Jessica Frotten has come a long way in the past six years. In December 2009, she was a passenger in a nasty car wreck on the Alaska Highway just outside Whitehorse that paralyzed her from the waist down. As the legal proceedings resulting from the crash dragged on for years, Frotten, a born-and-raised Yukoner, relocated to Regina for specialized rehab. And that’s where she started racing.

Her first competition as a wheelchair athlete was in May 2013, at the University of Victoria. She signed up for the 100, 200, 400, 800, and 1,500 metre races. “It was my first track meet,” she told media at the time. “I don’t really know what I want to compete in, so I was just trying them all out.” She took the gold medal in all five events. Later that summer, she won three bronze medals at the Canada Summer Games. 
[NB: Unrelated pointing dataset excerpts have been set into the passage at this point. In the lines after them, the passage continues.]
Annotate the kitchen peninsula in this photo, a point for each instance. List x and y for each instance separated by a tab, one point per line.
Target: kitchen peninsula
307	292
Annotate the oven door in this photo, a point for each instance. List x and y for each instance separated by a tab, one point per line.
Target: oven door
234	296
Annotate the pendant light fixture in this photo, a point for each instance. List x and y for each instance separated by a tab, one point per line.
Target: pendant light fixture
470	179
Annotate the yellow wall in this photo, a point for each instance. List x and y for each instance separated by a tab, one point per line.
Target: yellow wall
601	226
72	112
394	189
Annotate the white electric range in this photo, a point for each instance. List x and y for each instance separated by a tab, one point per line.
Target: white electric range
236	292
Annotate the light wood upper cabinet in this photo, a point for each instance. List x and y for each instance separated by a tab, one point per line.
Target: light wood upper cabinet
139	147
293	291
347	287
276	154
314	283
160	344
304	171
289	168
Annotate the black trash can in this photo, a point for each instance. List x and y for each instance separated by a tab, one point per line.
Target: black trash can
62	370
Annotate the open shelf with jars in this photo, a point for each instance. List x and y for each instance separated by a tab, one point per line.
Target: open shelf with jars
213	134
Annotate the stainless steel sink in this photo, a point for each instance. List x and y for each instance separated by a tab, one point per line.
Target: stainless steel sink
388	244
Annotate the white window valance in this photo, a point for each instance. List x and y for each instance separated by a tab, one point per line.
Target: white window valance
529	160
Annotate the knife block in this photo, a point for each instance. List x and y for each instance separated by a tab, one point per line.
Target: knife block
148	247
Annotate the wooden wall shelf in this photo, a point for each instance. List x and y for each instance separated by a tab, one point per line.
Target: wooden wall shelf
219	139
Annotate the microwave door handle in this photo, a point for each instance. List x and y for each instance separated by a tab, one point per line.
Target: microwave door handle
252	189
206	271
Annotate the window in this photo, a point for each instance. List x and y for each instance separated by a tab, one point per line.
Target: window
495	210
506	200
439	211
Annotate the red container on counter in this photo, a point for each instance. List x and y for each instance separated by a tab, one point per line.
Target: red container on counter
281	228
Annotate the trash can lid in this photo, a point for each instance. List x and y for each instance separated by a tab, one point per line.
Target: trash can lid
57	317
The next year, at the 2014 Canadian Track and Field Championships, she became a national champion, winning two gold medals and one silver.

2015 saw her add five more national medals to her hoard: two silver and three bronze, again spread across all five distances. And she took on some of the best in the world at the Parapan Am Games in Toronto, winning bronze in the 100 and the 400 metre races. (She also placed fourth in the 800.) With the Rio 2016 Olympics on the horizon, she’s ready to reach higher.

Most elite Northern athletes  leave home and move south for access to the coaching or facilities they need to excel. It wasn’t a choice for Frotten but she used her relocation to her advantage while facing down more obstacles than most. Now, she’s dominating on the global stage.